| Jennifer Evans |
| 13.03.2026 07:00 Uhr |
Selbstvertrauen und Motivation der Mitarbeitenden einer Apotheke hängen stark vom Feedback der Kundinnen und Kunden ab. / © Adobe Stock/zinkevych
Generell ist die Hälfte der Befragten mit ihrem Arbeitsalltag in der Offizin zufrieden. 39 Prozent gaben an, zufrieden und rund 14 Prozent sogar sehr zufrieden zu sein. Weitere insgesamt rund 40 Prozent bewegen sich im oberen bis unteren Mittelfeld. Und mehr als 6 Prozent sind wenig oder gar nicht zufrieden in ihrem Job. Das hat eine bundesweite Umfrage im Auftrag der PZ via dem ApoChannel des Apothekenschulungsdienstleisters Marpinion unter knapp 2400 Teilnehmenden aus 767 Apotheken ergeben.

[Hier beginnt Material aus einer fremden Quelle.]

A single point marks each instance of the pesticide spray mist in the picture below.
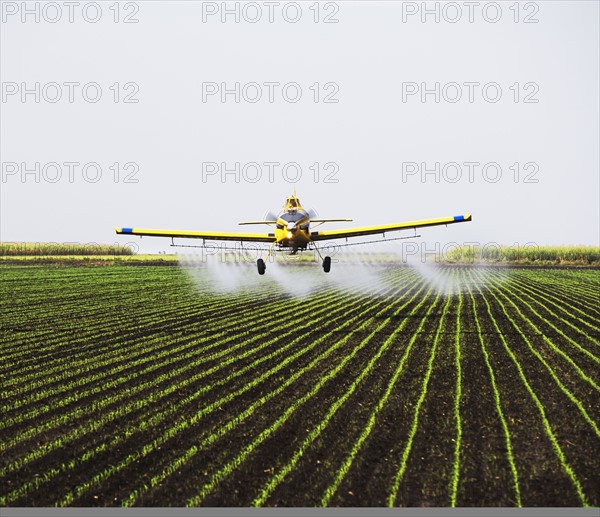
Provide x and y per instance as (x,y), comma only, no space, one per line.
(365,272)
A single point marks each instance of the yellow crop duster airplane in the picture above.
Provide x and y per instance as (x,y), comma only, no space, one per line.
(292,231)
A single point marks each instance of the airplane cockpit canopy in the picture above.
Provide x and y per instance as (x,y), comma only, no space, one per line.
(292,204)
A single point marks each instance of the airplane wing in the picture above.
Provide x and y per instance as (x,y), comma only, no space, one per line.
(372,230)
(218,236)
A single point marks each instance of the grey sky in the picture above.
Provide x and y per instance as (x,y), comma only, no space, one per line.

Ein anderes Licht auf die aktuelle Situation warf jedoch die Frage danach, ob die Arbeit die Apothekenteams – darunter Inhaber, Angestellte sowie PTA – regelmäßig mental belastet. Knapp 43 Prozent der mehr als 1800 Antworten, die sich diesbezüglich nicht enthielten, fielen mit Ja aus. Keine Belastung empfanden dagegen 57,3 Prozent.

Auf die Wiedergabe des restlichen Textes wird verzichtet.